Il nuovo annuncio arriva mesi dopo che il Vietnam donerà 15 milioni di dollari al “popolo cubano”, che è stato ricevuto dal governante Miguel Díaz-Canel durante la sua visita a Hanoi e che amplierà quella cifra a 23,3 milioni in una campagna che ha incluso contributi di bambini vietnamiti che “hanno rotto le loro salvadanai”, secondo la propaganda ufficiale.
Anche ha consegnato quattro parchi solari a Mayabeque per alleviare il collasso energetico, un'altra toppa in una rete elettrica devastata che costringe milioni di cubani a vivere tra blackout interminabili.
Nonostante l'ondata di donazioni e investimenti, l'impatto sulla popolazione continua a non vedersi. Il regime non ha spiegato come siano stati utilizzati i milioni ricevuti né quale parte dei progetti agricoli sarà destinata al consumo interno. Quello che è chiaro è che il Vietnam è diventato un sostegno chiave per il governo cubano in un momento di isolamento finanziario e di insolvenze che hanno allontanato Cina e Russia.
Anche le aziende vietnamite hanno mostrato frustrazione per i fondi congelati nelle banche cubane, le difficoltà burocratiche e la mancanza di garanzie per gli investimenti. Tuttavia, il governo del Vietnam continua a fornire capitale, tecnologia ed energia a un'economia che fatica a decollare e a rispondere ai bisogni fondamentali della sua gente.
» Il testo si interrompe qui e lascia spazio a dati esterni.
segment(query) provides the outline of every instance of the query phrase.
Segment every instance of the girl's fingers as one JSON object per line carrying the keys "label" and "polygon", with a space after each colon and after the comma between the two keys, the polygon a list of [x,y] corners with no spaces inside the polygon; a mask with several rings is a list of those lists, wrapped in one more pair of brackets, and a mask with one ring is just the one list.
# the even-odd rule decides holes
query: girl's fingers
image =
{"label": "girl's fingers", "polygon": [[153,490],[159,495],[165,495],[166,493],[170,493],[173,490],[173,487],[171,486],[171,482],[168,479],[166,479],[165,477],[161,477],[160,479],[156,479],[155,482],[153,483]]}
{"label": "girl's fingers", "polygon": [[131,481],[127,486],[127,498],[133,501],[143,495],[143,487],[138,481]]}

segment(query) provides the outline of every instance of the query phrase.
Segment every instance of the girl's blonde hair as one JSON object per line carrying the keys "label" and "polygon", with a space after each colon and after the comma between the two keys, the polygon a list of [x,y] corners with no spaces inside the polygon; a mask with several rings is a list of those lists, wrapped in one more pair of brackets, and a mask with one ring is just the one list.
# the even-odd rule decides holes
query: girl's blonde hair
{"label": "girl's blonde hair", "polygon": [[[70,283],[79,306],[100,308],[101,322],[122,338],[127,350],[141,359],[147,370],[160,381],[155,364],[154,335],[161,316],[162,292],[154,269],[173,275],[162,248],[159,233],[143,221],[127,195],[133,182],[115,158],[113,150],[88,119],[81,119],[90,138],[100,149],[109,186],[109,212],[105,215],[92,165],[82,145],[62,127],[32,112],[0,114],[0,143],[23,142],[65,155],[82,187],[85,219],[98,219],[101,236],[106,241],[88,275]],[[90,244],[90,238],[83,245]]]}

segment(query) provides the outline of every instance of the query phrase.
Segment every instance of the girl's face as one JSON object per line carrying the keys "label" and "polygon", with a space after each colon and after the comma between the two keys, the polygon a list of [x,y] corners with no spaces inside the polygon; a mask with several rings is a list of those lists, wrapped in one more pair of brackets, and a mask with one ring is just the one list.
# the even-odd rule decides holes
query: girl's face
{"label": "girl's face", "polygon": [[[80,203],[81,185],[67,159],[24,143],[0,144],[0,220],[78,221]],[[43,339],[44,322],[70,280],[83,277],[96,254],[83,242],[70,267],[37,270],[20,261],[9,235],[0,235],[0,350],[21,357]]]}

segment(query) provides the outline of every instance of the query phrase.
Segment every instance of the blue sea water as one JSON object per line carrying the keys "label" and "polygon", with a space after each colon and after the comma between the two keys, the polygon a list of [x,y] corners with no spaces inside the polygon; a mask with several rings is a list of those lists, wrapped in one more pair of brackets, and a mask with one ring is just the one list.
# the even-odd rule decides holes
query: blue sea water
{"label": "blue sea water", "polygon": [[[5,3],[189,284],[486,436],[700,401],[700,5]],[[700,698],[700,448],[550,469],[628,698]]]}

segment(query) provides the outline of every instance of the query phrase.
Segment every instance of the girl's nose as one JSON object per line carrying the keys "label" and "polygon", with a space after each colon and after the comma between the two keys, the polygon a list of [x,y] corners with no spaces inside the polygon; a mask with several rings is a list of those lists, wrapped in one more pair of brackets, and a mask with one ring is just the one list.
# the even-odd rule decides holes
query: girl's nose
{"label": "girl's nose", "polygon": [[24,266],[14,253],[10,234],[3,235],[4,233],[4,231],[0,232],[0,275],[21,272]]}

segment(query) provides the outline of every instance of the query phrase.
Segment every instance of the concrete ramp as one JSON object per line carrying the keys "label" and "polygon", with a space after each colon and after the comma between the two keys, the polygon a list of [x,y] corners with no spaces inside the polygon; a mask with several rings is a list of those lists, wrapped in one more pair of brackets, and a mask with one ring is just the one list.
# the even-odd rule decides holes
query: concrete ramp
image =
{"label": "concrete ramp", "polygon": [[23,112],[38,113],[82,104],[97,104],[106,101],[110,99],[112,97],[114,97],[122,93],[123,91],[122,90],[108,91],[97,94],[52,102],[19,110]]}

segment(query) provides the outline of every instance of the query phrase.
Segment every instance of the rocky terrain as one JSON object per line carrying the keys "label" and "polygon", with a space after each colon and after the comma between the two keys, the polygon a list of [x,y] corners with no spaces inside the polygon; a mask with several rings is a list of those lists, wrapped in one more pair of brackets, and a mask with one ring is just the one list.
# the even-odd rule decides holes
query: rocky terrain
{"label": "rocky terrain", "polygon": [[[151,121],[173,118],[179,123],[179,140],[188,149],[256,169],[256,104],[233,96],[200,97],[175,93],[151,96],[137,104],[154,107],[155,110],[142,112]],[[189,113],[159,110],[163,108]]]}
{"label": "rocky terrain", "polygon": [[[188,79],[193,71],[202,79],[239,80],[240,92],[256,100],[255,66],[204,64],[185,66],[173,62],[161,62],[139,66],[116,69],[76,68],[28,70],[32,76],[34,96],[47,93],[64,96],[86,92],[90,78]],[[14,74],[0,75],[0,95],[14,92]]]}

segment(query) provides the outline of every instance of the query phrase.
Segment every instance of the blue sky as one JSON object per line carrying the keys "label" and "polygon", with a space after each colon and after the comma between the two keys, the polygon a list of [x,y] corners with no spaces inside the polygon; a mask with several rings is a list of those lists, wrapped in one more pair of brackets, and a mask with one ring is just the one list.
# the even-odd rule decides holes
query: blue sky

Il progetto ad Artemisa si presenta come un modello di cooperazione, ma per migliaia di famiglie cubane che oggi cercano disperatamente olio, riso o latte, questi investimenti sembrano iscriversi nella stessa logica di alleanze celebrate in atti ufficiali, mentre la crisi nelle famiglie si approfondisce.
La scelta del marañón come coltura principale del progetto è simbolica, poiché si tratta di un prodotto di nicchia, estraneo alla dieta quotidiana dei cubani, ma attraente per il commercio estero. Una scommessa che rivela le priorità: generare valuta, non alimentare il paese.